In ten years, the status quo will be changed drastically. In 50, you won't even recognize it, and your future job may even be obsolete (the group I'm working with is certainly working hard to make it obsolete)



Sylox said:


> I hate that you give a fuck about some poor Argentinians who can't use our Dollar...why do you even care about them?



Because they are being unjustly exploited by their government, and what's happening to them can happen to others in other countries (Greece, Spain), and can even happen to us in US.



Sylox said:


> Look dude, Bitcoin only fits the needs of a few people as I've said before. The rest of us want no part of your sham currency.



If you use a credit card, or buy things online, or transfer money to anyone, or buy stocks, or own property, or buy online storage space, or order something from overseas (or buy from a company that does), or wish to participate in any part of the economy in a decade, you'll need bitcoin. You may not even know you're using it, but that's what banks and businesses are moving all their financial systems, stocks, and property records onto, and what companies like IBM and Google are designing to make their robots and electronics as part of "The Internet of Things" to work with.

Hell, even the US dollar will probably be working on top of bitcoin.
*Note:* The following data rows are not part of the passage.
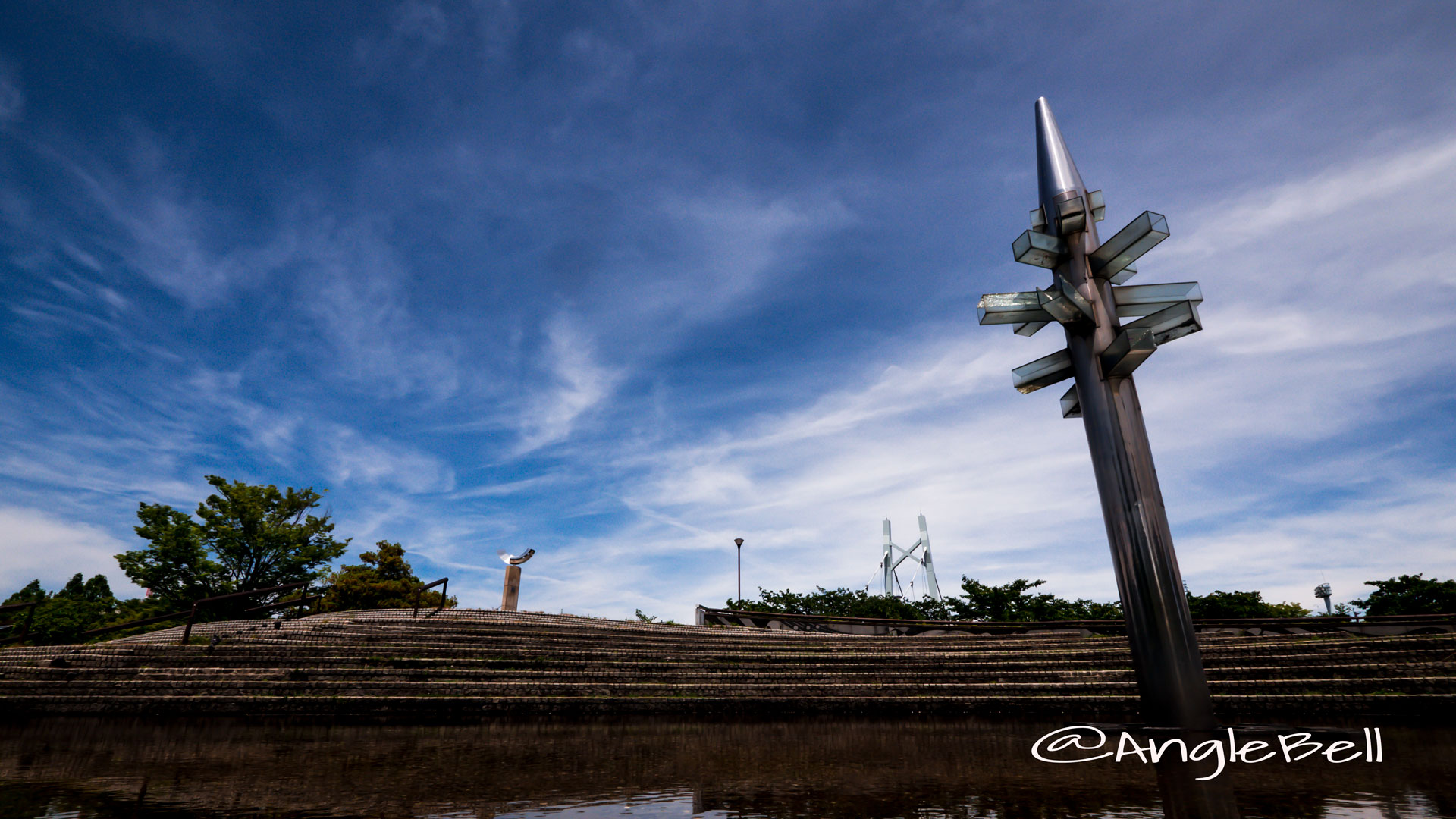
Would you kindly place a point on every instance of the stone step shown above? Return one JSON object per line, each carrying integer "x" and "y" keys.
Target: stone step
{"x": 707, "y": 673}
{"x": 767, "y": 687}
{"x": 1229, "y": 707}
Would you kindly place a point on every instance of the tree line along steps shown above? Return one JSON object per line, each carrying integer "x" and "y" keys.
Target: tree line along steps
{"x": 501, "y": 664}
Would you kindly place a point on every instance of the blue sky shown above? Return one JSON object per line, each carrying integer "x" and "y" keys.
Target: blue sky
{"x": 622, "y": 281}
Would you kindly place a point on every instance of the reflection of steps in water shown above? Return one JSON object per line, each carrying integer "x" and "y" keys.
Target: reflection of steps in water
{"x": 471, "y": 662}
{"x": 821, "y": 767}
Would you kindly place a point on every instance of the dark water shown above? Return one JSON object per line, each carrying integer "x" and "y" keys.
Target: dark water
{"x": 802, "y": 768}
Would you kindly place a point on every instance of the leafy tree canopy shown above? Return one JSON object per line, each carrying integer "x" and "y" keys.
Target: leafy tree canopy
{"x": 1219, "y": 605}
{"x": 1408, "y": 594}
{"x": 61, "y": 617}
{"x": 384, "y": 580}
{"x": 246, "y": 537}
{"x": 1009, "y": 602}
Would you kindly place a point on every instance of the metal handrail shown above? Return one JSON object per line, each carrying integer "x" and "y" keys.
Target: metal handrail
{"x": 284, "y": 604}
{"x": 133, "y": 624}
{"x": 444, "y": 583}
{"x": 187, "y": 632}
{"x": 1094, "y": 624}
{"x": 30, "y": 615}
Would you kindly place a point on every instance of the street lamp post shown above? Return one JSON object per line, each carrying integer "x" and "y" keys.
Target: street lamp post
{"x": 739, "y": 542}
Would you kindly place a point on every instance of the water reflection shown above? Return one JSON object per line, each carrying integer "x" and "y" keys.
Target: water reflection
{"x": 824, "y": 768}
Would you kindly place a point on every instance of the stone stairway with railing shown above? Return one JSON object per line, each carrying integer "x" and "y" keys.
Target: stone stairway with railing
{"x": 500, "y": 664}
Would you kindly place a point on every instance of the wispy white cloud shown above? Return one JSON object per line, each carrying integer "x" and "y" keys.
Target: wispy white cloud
{"x": 1006, "y": 484}
{"x": 576, "y": 382}
{"x": 36, "y": 545}
{"x": 357, "y": 295}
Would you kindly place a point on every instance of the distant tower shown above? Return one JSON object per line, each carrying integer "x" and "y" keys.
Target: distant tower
{"x": 889, "y": 563}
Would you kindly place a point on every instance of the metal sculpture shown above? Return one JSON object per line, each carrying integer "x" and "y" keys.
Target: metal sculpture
{"x": 1101, "y": 356}
{"x": 513, "y": 577}
{"x": 889, "y": 563}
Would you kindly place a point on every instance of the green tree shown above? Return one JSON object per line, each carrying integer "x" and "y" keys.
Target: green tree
{"x": 1008, "y": 602}
{"x": 1014, "y": 602}
{"x": 384, "y": 580}
{"x": 1223, "y": 605}
{"x": 246, "y": 537}
{"x": 64, "y": 615}
{"x": 1408, "y": 594}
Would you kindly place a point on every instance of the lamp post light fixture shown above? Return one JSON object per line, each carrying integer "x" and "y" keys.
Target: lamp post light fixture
{"x": 739, "y": 542}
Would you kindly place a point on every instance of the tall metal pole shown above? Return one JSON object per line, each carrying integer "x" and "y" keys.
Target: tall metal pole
{"x": 1101, "y": 354}
{"x": 1159, "y": 627}
{"x": 739, "y": 542}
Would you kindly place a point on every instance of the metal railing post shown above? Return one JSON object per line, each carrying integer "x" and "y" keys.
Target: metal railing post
{"x": 187, "y": 632}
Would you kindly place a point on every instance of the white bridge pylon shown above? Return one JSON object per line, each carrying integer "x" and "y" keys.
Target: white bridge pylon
{"x": 889, "y": 563}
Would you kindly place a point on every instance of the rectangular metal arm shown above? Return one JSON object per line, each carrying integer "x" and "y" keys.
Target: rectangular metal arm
{"x": 1043, "y": 372}
{"x": 1011, "y": 308}
{"x": 1144, "y": 299}
{"x": 1128, "y": 243}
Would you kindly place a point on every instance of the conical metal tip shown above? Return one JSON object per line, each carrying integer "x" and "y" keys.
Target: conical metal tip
{"x": 1056, "y": 172}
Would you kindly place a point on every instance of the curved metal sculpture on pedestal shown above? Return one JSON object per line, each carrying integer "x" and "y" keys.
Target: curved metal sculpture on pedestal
{"x": 513, "y": 577}
{"x": 1101, "y": 356}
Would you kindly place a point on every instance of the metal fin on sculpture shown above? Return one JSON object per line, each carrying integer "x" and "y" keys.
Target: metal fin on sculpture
{"x": 1043, "y": 372}
{"x": 1125, "y": 275}
{"x": 1040, "y": 249}
{"x": 932, "y": 586}
{"x": 1056, "y": 302}
{"x": 1071, "y": 403}
{"x": 1130, "y": 349}
{"x": 1172, "y": 322}
{"x": 1128, "y": 243}
{"x": 1011, "y": 308}
{"x": 1144, "y": 299}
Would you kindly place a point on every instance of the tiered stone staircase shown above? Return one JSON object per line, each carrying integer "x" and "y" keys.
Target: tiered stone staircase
{"x": 497, "y": 664}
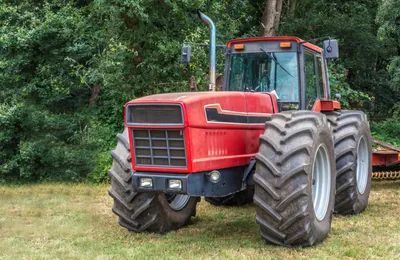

Tether (https://tether.to) already let's you use dollars as a digital currency, sending it digitally to anyone without the need for banks. Tether plans to eventually move almost the entire USD base onto their platform, so instead of you sending dollars back and forth by asking your bank to do it on your behalf, you'll do it directly by sending it from your phone or hardware device to theirs. And and Tether based dollar works on top of bitcoin, like email on top on TCP/IP


----------



## Sylox (May 11, 2015)

Rassah said:


> Thats actually kinda  horrifying. You're ok with taking half of your familys' anf friends' money, if bankers gamble with theirs and lose? This is exactly why the rest of us need bitcoin: to keep our money from being taken by the likes of you.



Blahh blahh blahh




> I was a liberal Democrat when the PATRIOT ACT passed, and I was very vocal against it. So were libertarians. Snowden only exposed to the rest of the would what we already knew: that the US government is breaking its own constitutional laws. If you have nothing to hide, let's see your browser history. Or have you been looking at illegal porn and browsing other things you shouldn't have?



It's nice to know you like Terrorism buddy and you can look at my browser history. Outside of CBS Sports and a few other sites I've done nothing wrong.




> If that's your plan for living it large, it may be a bit of a stretch. You do know that being one of 100 Senators, or one of 435 House Members, and a junior one at that, won't give you much power to do anything? And that is even if you manage to get yourself elected, at a time when election campaigns are almost entirely funded by corporations and special interests who will expect you to do and believe what they want. Look at Al Franken. Awesome guy who became a Senator to fix the bullshit, and you barely hear anything from him. Good luck, but it won't be easy. Also, it may not be a lasting career, considering my side is working very hard to make funding government almost impossible. Even if you volunteer to be a congressman for free, you still need money to pay people to enforce your laws..



Uhh it's what I want to do in life and I don't need you critiquing me and my goals. I'm well aware what it takes and the shit that goes on so mind your business.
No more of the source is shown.